`pyquery` – PyQuery complete API

选择器基本支持jQuery用法

class pyquery.pyquery.PyQuery(*args, **kwargs)

The main class

class Fn

Hook for defining custom function (like the jQuery.fn):

>>> fn = lambda: this.map(lambda i, el: PyQuery(this).outerHtml())

>>> PyQuery.fn.listOuterHtml = fn

>>> S = PyQuery(

...   '<ol>   <li>Coffee</li>   <li>Tea</li>   <li>Milk</li>   </ol>')

>>> S('li').listOuterHtml()

['<li>Coffee</li>', '<li>Tea</li>', '<li>Milk</li>']

PyQuery.addClass(value): Alias for add_class()

PyQuery.add_class(value)

Add a css class to elements:

>>> d = PyQuery('<div></div>')

>>> d.add_class('myclass')

[<div.myclass>]

>>> d.addClass('myclass')

[<div.myclass>]

PyQuery.after(value): add value after nodes

PyQuery.append(value): append value to each nodes

PyQuery.appendTo(value): Alias for append_to()

PyQuery.append_to(value): append nodes to value

PyQuery.base_url: Return the url of current html document or None if not available.

PyQuery.before(value): insert value before nodes

PyQuery.children(selector=None)

Filter elements that are direct children of self using optional selector:

>>> d = PyQuery('<span><p class="hello">Hi</p><p>Bye</p></span>')

>>> d

[<span>]

>>> d.children()

[<p.hello>, <p>]

>>> d.children('.hello')

[<p.hello>]

PyQuery.clone(): return a copy of nodes

PyQuery.closest(selector=None)

>>> d = PyQuery(

...  '<div class="hello"><p>This is a '

...  '<strong class="hello">test</strong></p></div>')

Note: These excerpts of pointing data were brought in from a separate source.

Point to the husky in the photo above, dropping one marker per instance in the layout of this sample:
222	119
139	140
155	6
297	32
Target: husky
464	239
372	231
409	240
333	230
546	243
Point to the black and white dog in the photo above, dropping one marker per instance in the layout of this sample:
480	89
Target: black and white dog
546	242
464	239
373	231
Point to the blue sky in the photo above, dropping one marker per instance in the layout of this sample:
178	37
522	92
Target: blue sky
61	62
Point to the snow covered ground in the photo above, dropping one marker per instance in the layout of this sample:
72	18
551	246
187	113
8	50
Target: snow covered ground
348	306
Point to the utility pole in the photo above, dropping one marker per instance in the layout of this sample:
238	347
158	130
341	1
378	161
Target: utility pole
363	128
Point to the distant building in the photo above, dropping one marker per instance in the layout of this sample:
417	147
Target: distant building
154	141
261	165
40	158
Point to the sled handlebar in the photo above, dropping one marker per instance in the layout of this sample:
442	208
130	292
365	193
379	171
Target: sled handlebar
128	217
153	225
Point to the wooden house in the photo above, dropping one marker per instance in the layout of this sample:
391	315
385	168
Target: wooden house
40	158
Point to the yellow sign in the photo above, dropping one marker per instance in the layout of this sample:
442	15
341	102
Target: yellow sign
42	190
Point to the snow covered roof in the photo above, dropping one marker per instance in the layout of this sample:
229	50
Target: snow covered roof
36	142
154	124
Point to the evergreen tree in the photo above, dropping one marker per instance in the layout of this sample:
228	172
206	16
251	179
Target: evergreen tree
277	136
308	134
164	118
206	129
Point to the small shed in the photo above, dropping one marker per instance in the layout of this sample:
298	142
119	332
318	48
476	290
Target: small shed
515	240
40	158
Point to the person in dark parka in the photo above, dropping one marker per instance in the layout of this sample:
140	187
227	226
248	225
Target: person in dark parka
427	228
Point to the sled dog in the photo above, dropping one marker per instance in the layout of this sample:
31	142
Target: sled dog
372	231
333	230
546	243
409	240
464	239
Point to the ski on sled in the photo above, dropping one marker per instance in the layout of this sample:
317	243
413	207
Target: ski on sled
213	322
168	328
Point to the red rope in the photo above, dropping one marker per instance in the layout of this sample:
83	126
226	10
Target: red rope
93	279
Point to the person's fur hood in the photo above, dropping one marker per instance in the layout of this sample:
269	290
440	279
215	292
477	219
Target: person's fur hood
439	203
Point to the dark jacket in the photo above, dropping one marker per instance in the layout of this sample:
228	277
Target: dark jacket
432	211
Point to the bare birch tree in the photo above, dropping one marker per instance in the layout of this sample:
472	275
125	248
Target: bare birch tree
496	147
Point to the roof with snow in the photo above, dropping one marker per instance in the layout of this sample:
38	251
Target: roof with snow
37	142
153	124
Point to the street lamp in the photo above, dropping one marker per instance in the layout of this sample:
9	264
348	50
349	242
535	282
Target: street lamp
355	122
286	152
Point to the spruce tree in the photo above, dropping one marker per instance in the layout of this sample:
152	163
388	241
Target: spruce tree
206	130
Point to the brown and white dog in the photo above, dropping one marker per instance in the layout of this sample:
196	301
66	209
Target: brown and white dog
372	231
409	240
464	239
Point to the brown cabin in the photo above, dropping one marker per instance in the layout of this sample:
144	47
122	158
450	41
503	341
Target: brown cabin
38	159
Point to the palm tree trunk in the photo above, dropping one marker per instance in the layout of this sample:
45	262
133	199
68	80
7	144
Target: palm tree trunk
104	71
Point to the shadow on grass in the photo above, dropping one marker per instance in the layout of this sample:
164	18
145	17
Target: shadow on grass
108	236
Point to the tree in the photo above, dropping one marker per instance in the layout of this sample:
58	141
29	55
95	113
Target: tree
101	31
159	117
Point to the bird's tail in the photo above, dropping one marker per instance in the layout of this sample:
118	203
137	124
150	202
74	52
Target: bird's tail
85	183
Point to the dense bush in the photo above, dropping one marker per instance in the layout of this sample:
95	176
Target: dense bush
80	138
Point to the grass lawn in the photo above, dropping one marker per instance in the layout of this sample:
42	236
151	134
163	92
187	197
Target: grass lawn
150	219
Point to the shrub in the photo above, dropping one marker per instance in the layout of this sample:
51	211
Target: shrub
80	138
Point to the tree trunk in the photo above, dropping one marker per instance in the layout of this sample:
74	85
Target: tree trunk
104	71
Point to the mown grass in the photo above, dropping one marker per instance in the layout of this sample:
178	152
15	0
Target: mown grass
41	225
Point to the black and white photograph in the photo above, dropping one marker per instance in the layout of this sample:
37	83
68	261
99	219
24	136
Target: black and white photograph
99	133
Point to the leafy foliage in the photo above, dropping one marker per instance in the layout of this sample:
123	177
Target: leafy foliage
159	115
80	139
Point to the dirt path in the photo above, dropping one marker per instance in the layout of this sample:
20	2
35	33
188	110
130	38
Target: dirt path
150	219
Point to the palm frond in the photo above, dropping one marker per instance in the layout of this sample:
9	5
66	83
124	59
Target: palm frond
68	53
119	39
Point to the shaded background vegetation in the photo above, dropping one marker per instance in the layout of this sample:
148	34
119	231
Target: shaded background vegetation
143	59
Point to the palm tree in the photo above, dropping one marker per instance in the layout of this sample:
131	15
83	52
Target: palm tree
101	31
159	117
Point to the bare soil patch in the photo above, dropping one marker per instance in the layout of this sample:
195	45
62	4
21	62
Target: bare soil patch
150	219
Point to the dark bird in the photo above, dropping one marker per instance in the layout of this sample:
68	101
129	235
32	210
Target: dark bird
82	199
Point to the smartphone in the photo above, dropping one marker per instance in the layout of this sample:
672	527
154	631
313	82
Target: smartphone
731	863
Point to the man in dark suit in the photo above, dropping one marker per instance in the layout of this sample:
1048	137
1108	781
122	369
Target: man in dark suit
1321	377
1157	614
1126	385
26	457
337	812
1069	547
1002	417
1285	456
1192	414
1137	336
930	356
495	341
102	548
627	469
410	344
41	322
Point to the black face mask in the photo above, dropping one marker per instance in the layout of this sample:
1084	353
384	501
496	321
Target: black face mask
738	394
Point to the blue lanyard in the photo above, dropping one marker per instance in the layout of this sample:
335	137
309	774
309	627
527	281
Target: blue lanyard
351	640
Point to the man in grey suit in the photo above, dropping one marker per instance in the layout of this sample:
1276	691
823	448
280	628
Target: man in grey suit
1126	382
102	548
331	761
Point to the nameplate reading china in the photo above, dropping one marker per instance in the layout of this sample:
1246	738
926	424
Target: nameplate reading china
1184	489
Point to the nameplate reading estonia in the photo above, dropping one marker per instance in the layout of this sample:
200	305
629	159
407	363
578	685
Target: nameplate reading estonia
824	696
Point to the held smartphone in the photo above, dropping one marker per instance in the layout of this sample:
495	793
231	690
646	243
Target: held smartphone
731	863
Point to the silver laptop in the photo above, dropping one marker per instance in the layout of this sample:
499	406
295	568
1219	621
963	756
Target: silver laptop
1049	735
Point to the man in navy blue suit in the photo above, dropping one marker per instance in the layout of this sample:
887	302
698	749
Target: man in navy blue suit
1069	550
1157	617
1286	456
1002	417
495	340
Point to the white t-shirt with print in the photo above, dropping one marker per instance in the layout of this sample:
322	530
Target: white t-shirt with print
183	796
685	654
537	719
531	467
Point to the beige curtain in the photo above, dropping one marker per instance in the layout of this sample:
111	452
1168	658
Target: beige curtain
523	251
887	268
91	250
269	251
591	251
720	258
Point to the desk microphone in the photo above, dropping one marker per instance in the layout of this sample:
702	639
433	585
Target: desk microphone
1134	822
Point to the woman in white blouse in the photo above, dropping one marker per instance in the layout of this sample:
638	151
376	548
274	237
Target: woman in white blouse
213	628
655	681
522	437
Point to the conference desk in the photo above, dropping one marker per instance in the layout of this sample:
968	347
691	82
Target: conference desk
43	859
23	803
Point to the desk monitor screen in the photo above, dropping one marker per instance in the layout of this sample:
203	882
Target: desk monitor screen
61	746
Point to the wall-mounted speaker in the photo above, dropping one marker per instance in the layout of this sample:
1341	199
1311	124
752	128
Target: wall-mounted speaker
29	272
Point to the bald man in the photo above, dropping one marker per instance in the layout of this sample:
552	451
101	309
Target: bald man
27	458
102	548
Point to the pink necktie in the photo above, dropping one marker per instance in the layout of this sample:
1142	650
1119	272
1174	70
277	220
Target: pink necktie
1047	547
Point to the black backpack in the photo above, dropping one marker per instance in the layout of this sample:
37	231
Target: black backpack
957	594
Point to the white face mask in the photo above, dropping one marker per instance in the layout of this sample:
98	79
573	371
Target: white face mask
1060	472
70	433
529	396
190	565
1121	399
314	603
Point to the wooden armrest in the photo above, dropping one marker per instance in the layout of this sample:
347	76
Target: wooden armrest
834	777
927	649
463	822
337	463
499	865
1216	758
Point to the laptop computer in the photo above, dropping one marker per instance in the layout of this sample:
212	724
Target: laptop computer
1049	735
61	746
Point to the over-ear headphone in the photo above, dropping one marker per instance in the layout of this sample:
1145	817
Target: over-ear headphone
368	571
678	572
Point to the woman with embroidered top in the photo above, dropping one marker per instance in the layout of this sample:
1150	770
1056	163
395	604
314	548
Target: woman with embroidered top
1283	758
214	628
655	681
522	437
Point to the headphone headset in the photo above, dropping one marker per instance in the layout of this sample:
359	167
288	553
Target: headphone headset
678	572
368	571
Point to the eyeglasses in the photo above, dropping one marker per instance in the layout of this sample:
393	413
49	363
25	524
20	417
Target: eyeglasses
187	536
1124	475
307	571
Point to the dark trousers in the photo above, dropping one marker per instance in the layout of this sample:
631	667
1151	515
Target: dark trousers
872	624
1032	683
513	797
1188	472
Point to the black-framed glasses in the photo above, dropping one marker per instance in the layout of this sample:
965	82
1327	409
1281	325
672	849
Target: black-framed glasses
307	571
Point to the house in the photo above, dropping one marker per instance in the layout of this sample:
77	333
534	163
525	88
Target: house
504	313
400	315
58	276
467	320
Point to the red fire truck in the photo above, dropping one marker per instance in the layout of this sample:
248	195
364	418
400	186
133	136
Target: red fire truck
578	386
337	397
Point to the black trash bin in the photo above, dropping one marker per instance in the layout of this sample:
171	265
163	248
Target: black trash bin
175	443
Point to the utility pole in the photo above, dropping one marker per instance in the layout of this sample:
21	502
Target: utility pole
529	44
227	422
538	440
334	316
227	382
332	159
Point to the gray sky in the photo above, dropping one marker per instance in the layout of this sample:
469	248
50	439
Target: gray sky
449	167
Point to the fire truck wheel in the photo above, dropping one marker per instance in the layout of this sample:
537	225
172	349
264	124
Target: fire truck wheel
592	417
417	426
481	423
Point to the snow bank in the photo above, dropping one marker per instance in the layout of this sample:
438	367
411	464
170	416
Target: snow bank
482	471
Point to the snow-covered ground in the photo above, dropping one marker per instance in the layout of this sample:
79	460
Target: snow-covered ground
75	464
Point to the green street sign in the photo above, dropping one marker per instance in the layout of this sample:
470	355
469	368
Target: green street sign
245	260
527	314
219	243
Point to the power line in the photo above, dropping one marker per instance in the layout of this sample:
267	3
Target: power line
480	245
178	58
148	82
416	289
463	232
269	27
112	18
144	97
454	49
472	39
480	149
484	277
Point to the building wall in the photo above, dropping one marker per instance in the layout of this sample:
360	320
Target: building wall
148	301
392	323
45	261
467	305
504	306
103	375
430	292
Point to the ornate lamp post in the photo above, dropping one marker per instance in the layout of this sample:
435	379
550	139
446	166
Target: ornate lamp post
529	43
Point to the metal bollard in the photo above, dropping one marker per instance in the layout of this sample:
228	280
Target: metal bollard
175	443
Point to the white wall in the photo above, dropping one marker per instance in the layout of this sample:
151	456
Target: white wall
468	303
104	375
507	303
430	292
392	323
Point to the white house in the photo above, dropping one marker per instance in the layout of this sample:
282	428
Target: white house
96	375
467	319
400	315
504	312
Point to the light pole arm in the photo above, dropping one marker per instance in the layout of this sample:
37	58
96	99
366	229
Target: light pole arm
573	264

>>> d('strong').closest('div')

[<div.hello>]

>>> d('strong').closest('.hello')

[<strong.hello>]

>>> d('strong').closest('form')

[]

PyQuery.contents()

Return contents (with text nodes):

>>> d = PyQuery('hello <b>bold</b>')

>>> d.contents()

['hello ', <Element b at ...>]

PyQuery.each(func): apply func on each nodes

PyQuery.empty(): remove nodes content

PyQuery.encoding: return the xml encoding of the root element

PyQuery.end()

Break out of a level of traversal and return to the parent level.

>>> m = '<p><span><em>Whoah!</em></span></p><p><em> there</em></p>'

>>> d = PyQuery(m)

>>> d('p').eq(1).find('em').end().end()

[<p>, <p>]

PyQuery.eq(index)

Return PyQuery of only the element with the provided index:

>>> d = PyQuery('<p class="hello">Hi</p><p>Bye</p><div></div>')

>>> d('p').eq(0)

[<p.hello>]

>>> d('p').eq(1)

[<p>]

>>> d('p').eq(2)

[]

PyQuery.extend(other): Extend with anoter PyQuery object

PyQuery.filter(selector)

Filter elements in self using selector (string or function):

>>> d = PyQuery('<p class="hello">Hi</p><p>Bye</p>')

>>> d('p')

[<p.hello>, <p>]

>>> d('p').filter('.hello')

[<p.hello>]

>>> d('p').filter(lambda i: i == 1)

[<p>]

>>> d('p').filter(lambda i: PyQuery(this).text() == 'Hi')

[<p.hello>]

>>> d('p').filter(lambda i, this: PyQuery(this).text() == 'Hi')

[<p.hello>]

PyQuery.find(selector)

Find elements using selector traversing down from self:

>>> m = '<p><span><em>Whoah!</em></span></p><p><em> there</em></p>'

>>> d = PyQuery(m)

>>> d('p').find('em')

[<em>, <em>]

>>> d('p').eq(1).find('em')

[<em>]

PyQuery.hasClass(name): Alias for has_class()

PyQuery.has_class(name)

Return True if element has class:

>>> d = PyQuery('<div class="myclass"></div>')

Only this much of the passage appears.